А - Вовка?

Ну, сегодня он еще малый и нет в нем признаков какой-то заботливости о ком-то другом, кроме самого себя. Но когда переживет переходный возраст, тогда, дай-то Бог, что-то в нем изменится. К лучшему. А если Бог не даст, не изменится?! Похоже, не даст...

Ну а пока Вовка - лодырь и грубиян, грубиян и лодырь. "Значит, у тебя тоже были родители?" Сказал и зевнул.

Сказать - это он умеет и знает, но в магазин за хлебом сбегать его уже нет, принципиально не может быть. Чуть промелькнет, что его куда-нибудь могут послать отец или мать, дед или прадед, - а его уже и нет, он уже сгинул.

Зато обидеть кого-то из взрослых ему страсть интересно. Тут на днях (Юрий Юрьевич не знает даже, стоит ли вспоминать) произошел один случай.

* * *

Юрий Юрьевич вернулся из туалета слегка повеселевший.
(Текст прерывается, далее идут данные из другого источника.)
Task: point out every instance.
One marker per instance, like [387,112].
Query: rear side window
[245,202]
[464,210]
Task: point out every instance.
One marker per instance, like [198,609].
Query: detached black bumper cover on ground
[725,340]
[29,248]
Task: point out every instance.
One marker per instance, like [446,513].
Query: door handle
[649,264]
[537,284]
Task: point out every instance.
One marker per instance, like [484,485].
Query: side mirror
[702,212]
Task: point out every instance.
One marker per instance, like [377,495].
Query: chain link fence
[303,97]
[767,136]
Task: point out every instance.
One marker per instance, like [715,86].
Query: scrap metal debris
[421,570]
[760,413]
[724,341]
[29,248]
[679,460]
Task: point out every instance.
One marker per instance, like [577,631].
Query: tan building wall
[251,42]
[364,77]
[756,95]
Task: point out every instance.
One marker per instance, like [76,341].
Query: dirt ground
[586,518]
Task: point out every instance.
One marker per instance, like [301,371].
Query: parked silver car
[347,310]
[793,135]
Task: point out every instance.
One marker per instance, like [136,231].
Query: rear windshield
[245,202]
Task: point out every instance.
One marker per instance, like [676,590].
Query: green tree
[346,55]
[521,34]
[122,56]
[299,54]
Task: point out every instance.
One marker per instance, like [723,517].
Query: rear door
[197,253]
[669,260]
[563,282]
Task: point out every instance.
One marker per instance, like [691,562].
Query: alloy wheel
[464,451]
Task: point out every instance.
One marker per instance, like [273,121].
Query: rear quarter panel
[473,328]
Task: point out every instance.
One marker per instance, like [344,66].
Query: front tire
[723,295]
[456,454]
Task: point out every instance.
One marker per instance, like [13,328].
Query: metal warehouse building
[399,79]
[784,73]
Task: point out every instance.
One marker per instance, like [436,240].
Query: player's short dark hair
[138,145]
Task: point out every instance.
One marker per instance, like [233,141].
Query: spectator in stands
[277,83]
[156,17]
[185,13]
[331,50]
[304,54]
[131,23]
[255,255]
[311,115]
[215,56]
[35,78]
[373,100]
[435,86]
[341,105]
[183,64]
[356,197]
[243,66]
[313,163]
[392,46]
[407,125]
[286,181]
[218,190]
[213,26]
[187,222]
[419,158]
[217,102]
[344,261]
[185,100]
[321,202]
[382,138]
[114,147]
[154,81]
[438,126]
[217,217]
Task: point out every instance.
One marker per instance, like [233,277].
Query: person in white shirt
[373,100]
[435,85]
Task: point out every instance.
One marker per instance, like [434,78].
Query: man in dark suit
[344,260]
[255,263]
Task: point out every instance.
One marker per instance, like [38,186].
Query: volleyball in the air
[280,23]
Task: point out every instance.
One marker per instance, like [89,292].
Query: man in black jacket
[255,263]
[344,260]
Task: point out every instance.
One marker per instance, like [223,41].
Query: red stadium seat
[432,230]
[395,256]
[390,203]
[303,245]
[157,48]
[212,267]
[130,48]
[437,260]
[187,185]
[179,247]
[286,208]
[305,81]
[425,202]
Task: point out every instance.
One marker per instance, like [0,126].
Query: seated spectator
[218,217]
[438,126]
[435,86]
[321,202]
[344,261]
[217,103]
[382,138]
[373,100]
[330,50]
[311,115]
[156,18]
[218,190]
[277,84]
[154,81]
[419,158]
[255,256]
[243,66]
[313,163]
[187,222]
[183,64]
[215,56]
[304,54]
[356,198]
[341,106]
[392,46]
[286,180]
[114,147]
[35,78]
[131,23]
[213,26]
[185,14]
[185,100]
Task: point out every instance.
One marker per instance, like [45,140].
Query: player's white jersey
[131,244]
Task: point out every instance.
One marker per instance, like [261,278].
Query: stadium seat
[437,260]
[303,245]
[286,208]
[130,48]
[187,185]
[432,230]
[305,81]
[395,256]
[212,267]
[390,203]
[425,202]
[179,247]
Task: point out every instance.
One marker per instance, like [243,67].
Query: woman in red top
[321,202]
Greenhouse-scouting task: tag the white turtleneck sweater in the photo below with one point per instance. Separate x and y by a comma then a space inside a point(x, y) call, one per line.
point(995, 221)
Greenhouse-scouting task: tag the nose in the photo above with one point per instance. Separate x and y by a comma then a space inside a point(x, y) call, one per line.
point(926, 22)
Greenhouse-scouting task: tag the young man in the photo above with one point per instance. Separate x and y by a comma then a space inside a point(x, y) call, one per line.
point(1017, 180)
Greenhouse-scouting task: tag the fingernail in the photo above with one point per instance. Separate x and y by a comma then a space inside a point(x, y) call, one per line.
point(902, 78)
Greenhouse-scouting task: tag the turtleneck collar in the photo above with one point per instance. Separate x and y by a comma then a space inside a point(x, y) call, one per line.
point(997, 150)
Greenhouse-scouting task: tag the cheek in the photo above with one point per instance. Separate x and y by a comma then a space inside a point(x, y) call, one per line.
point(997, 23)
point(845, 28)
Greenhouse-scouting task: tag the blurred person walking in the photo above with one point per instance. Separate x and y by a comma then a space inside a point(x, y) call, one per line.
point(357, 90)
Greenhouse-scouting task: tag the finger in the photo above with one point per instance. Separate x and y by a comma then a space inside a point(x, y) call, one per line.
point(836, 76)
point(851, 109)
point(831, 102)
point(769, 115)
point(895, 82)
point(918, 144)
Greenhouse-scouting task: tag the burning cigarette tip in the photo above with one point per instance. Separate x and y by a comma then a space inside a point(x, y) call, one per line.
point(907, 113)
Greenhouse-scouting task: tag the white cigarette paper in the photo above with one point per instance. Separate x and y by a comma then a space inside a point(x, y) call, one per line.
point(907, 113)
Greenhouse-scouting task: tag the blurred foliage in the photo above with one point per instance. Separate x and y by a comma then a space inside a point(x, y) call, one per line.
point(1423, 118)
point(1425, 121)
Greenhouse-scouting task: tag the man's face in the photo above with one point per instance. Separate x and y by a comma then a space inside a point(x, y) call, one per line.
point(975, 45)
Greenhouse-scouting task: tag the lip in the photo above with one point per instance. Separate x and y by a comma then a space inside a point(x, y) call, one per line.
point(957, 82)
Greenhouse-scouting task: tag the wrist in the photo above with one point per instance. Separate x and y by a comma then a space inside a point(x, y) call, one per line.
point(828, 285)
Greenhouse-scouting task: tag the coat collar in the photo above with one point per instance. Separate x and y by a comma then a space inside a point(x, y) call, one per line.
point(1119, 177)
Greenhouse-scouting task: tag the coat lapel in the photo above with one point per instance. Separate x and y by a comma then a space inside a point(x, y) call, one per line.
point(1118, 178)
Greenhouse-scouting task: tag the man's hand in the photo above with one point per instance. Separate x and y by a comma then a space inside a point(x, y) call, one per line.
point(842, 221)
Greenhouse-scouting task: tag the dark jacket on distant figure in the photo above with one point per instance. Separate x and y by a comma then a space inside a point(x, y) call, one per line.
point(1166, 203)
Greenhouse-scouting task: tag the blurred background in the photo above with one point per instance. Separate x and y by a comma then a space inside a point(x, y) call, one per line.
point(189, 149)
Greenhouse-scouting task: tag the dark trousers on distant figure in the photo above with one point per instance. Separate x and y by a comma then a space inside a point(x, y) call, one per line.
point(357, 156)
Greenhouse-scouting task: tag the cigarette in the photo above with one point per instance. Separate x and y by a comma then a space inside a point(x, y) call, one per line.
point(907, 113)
Он страдал запорами.

Вовка сидел за столом, делал уроки, а тут поднял голову и сказал (очень серьезно):

- Ну? Управился? Успешно? Поздравляю! От души!

Юрий Юрьевич опешил, хотел что-нибудь в таком же духе ответить Вовке, но тот сидел склонившись над тетрадкой и с карандашом в руке. Такой серьезный, такой вдумчивый, нельзя ему было мешать.

Юрий Юрьевич не помешал.

Но на другой день, обгладывая ножку Буша, Вовка снова спросил:

- Ну как, дедка? Здорово я тебя вчера поддел?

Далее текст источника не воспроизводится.